The impending departure of Cablevision COO Tom Rutledge has analysts emphasizing how crucial he is to the company and speculating on the very future of it.
Bernstein’s Craig Moffett wrote that no company in the telecom/cable/satellite sphere he follows was as reliant on an executive as Cablevision. He called it “key man risk” and further wrote that Rutledge was “the hands-down best executive in the industry.”
Cablevision shares were trading down about 9% midday on Friday at about $12.70.
Wells Fargo’s Marci Ryvicker wrote that Rutledge;s departure puts Cablevision’s “future into question.” Moffett weighed in on the potential for Cablevision to be acquired, saying Rutledge was an “impediment” to an acquisition by Time Warner Cable because he did not get along with TWC CEO Glenn Britt.
Also, Cablevision would be expensive, and TWC’s strategy does not fit with the possible cost, Moffett wrote. While Comcast could be a potential acquirer, it is mired in trying to integrate NBCUniversal.
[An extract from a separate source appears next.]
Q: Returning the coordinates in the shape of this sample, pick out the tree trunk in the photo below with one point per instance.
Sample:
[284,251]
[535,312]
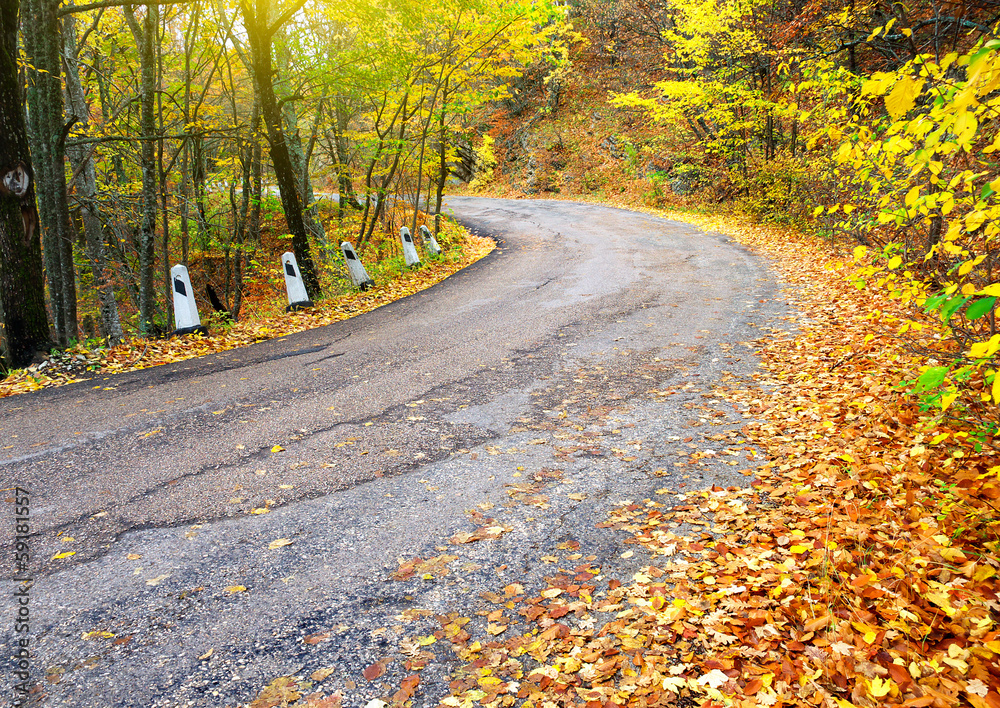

Moffett and Ryvicker both suggested that a reason for Rutledge’s resignation -- although none was given -- was frustration in dealing with the Dolan family, the controlling shareholders. Moffett noted that John Bickham, the president of the cable operations, also left the company recently and may have had issues with the Dolans.
Ryvicker thought he might have another CEO job lined up, perhaps at cable company Charter. However, she wrote that his contract, which was scheduled to expire at the end of 2014, has a one-year non-compete clause. (Moffett suggested that Bickham and Rutledge may be going somewhere together.)
Rutledge, who has been COO since 2004, ushered in a streamlining of the company, the acquisition of the Bresnan systems and technological innovations.